MONTRÉAL – Aussi déchirante était la perspective de quitter sa ville natale et le club qu’il avait toujours chéri, Harry Shipp s’est vite trouvé une source de réjouissance quand le Fire de Chicago l’a échangé à l’Impact l’hiver dernier.

Pour un jeune Américain qui a grandi en rêvant de jouer en MLS mais qui a fait son entrée dans le circuit au sein d’une équipe médiocre, la perspective de finalement participer aux séries éliminatoires n’était pas une consolation négligeable. Et quand il a appris qu’il devait déménager à Montréal, Shipp a regardé le calibre des joueurs qu’il s’en allait rejoindre et a séché ses larmes en se disant que c’était pratiquement dans la poche.

« Les deux premières années de ma carrière ont été frustrantes, racontait le sympathique jeune homme de 24 ans, tout suintant, après avoir fait un peu de temps supplémentaire à l’entraînement de jeudi. J’adorais tout de Chicago, mais ne pas participer aux séries pendant deux ans, ça a été difficile. Tu es assis chez toi et tu ne veux pas vraiment écouter les matchs à la télé parce que tu es jaloux de tous ces gars qui ont la chance de jouer. Alors quand je suis arrivé ici, c’est le premier but que je me suis fixé : aider cette équipe à se qualifier pour les séries. »
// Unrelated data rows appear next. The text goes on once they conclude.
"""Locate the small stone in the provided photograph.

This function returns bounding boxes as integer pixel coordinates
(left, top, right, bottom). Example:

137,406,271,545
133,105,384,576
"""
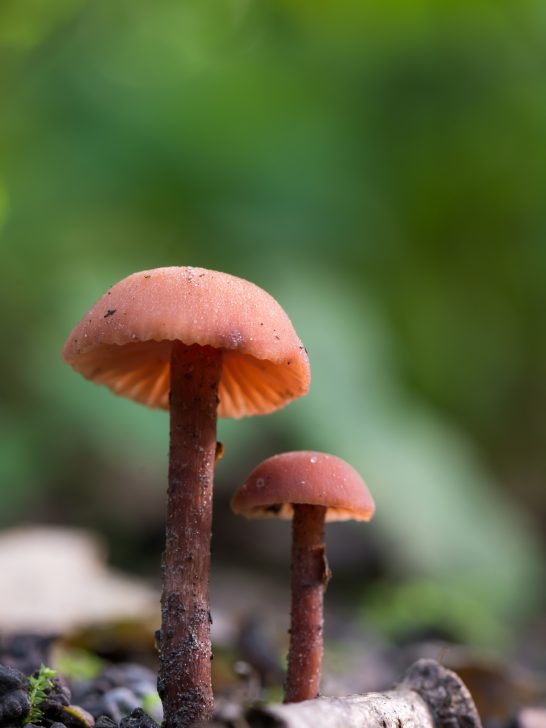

Shipp n’est quand même pas étranger au succès. En 2013, à sa dernière année d’admissibilité au niveau universitaire, il a remporté le championnat de la NCAA au sein d’une édition pratiquement imbattable des Fighting Irish de Notre Dame. Cette année-là, il avait aussi reçu le titre de joueur offensif par excellence de la Atlantic Coast Conference (ACC).

« Ce championnat, c’est probablement le fait saillant de ma vie d’athlète. C’est drôle parce que je crois qu’on avait perdu un seul match cette année-là, mais c’était celui juste avant le début du tournoi éliminatoire et une petite panique s’était installée au sein du groupe. Finalement, on s’énervait pour rien parce qu’on avait gagné tout le reste. On ne sait jamais quand une séquence victorieuse va commencer. »

Mais cette quasi-invincibilité n’a pas suivi Shipp chez les pros, où il a fait face à l’adversité pour la première fois de sa jeune carrière.

« L’année précédant mon arrivée, le Fire avait connu une grosse fin de campagne et les attentes étaient élevées pour ma saison recrue. Mais cette année-là, on avait établi un record pour le nombre de matchs nuls, je crois qu’on en avait eu 21 (18, NDLR). Il y a un paquet de ces matchs où on croyait mériter la victoire, mais plus les choses n’allaient pas à notre goût et plus notre confiance s’envolait, plus on s’apitoyait sur notre sort. Finalement, on n’a jamais su s’en sortir. »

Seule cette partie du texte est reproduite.